In 2016 alone, BDO Foundation helped rebuild and reopen 11 health centres that serve a population of 800,000 and which had been devastated by heavy rains and typhoons. Relief efforts are directed through BDO Unibank’s more than 1,000 nationwide outlets, with branch officers at both BDO and its rural banking subsidiary, One Network Bank, helping the foundation to pinpoint health centres in the greatest need of help.
In the foundation’s own words, its “advocacy is disaster response” – meaning that it exists to help those who have least and who have lost the most. In a country highly vulnerable to climate change and shifting weather patterns, it’s hard to think of a service that is needed more.
Best digital bank: Union Bank
Most banks take their digital divisions seriously these days, touting their prowess and all-purpose online service. But it’s rare to find a lender that saw the potential in the digital world early – and got it right. Most countries boast at least one standout lender in this category; when it comes to the Philippines, that lender is Union Bank.
Its digital dalliance began way back in 1999, at the dawn of the age of online shopping. Union Bank launched its EON Cyber Account, the country’s first online payment card, and they have remained, in the words of one Manila-based banking analyst, “pioneers in the field ever since”.
Over the years, EON has been transformed, becoming a standalone digital bank in 2015, and constantly upgrading its security features to protect itself and its customers from hackers.

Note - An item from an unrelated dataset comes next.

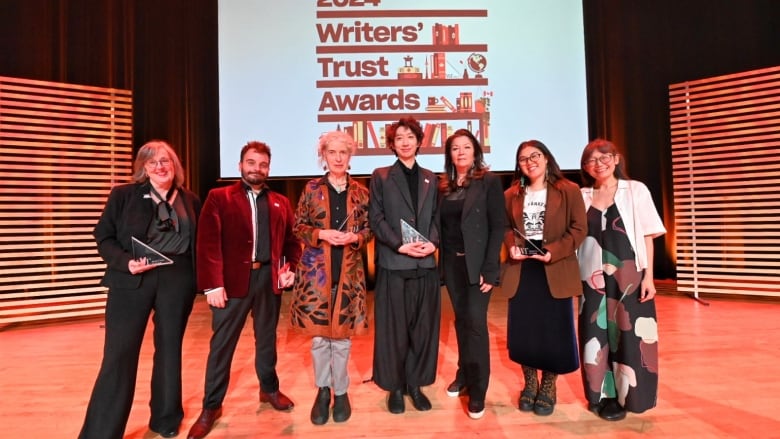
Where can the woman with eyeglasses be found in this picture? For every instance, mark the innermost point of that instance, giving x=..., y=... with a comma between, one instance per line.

The innovations haven’t stopped there. In March 2017, EON’s stable of services was expanded, allowing users to set their daily withdrawal limits online or via the EON app. EON Zero was established, a service that allows customers to apply for a multipurpose loan with a simple click of the mouse – no form-filling and no waiting time – while EON Duo is a digital credit card expressly designed to give its customers peace of mind when ordering goods or services online or via an app. Overall, an impressive suite of digital services from a far-sighted bank.
Best private bank: HSBC
Much of the private banking that happens in relation to the Philippines happens far from its shores. Of course, a host of local lenders tout their private banking credentials and many do indeed offer excellent services targeted at wealthier customers. The list starts with the likes of BDO Unibank and Bank of the Philippine Islands, but also includes myriad mid-sized lenders offering quality services to higher net-worth and mass-affluent customers. Both BDO Private Bank and BPI Private Banking have won awards in this category down the years – and rightly so.
But talk to private banking customers on the ground, including executives from leading corporates and lenders, and they are happy to sing the praises of HSBC.
The bank has never lost sight of the importance of this market, buoyed as it is by low inflation, a high growth rate and, under the aegis of the current president, a macro and financial agenda that could finally give the economy the clarity and the momentum it needs.
With growth comes rising salaries; that in turn leads to a need for the kind of world-class service, locally targeted but global in reach, that HSBC Private Banking always provides.